Kennzahl 8 TeilnehmerInnen LA 21: 1900 TeilnehmerInnen gegenüber 1400 im Jahre 2003. Generell läuft das ganze Projekt gut. Opfer des eigenen Erfolgs. Mit dem ersten Wettbewerb Personal überlastet, zwischendurch Vakanz bei der Leitung, neuer Wettbewerb erst später.

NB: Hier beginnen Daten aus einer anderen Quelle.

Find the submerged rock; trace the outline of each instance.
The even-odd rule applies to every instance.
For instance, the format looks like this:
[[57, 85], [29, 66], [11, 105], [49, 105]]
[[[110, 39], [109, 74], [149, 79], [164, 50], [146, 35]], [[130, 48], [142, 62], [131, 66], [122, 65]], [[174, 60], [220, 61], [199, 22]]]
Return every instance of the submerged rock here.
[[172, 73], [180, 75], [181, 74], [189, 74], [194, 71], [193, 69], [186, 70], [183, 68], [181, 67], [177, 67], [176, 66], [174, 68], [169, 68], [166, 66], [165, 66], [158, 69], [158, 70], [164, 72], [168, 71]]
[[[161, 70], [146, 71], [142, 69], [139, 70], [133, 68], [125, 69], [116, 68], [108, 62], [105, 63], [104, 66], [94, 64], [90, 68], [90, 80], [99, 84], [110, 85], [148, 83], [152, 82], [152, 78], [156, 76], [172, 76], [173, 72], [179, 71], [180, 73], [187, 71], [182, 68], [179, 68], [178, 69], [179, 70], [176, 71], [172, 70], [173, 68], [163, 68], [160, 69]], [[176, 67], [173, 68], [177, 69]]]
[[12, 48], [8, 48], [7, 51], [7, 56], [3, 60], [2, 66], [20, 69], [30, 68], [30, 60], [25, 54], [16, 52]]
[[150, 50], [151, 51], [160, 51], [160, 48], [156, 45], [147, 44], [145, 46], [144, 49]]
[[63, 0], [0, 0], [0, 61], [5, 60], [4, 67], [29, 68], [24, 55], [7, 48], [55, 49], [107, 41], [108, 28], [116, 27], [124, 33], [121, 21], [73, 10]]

Umweltschutzkommission, in den 80er Jahren eingesetzt, vor allem für Vollzugsfragen beigezoge. Sie soll durch einen Beirat ersetzt werden, der sich auch Themen wie nachhaltige Stadtentwicklung und LA 21 annimmt, und eher motiviert als Gebote aufstellt.

FPI (ohne Fonds)

Generalsekretariat

Es hat andauernde Personalausfälle auf dem Generalsekretariat gegeben, begründet mit dem Direktionswechsel und einem Velounfall. Delegation wird hier ev. Auge darauf haben.

Finanzverwaltung

Liegenschaftsverwaltung

Steuerverwaltung

Informatikdienst

Delegationsbesuch sind allg. gut abgelaufen, Jahresbericht aussagekräftiger als früher nach Aussage der Delegation, deshalb auch weniger Fragen, die ausführlich beantwortet worden sind.

Personalamt

Haushaltverbesserungen als nicht erfüllbar abgeschrieben: Es geht um Professionalisierung besser Zentralisierung beim Personalamt gegenüber den Direktionspersonaldiensten (Fr. 500'000.-), es zeigte sich aber, man kann nicht alles zentralisieren

Neue Kennzahlen (Zeitaufwand für Vorstösse, für Sitzungen Kommissionen, für Personaladministrationssysteme, Personalfluktuation etc.) – im Detail bei Delegationsbesuch zum PGB darauf eingehen, wie reingekommen, wie sinnvoll etc.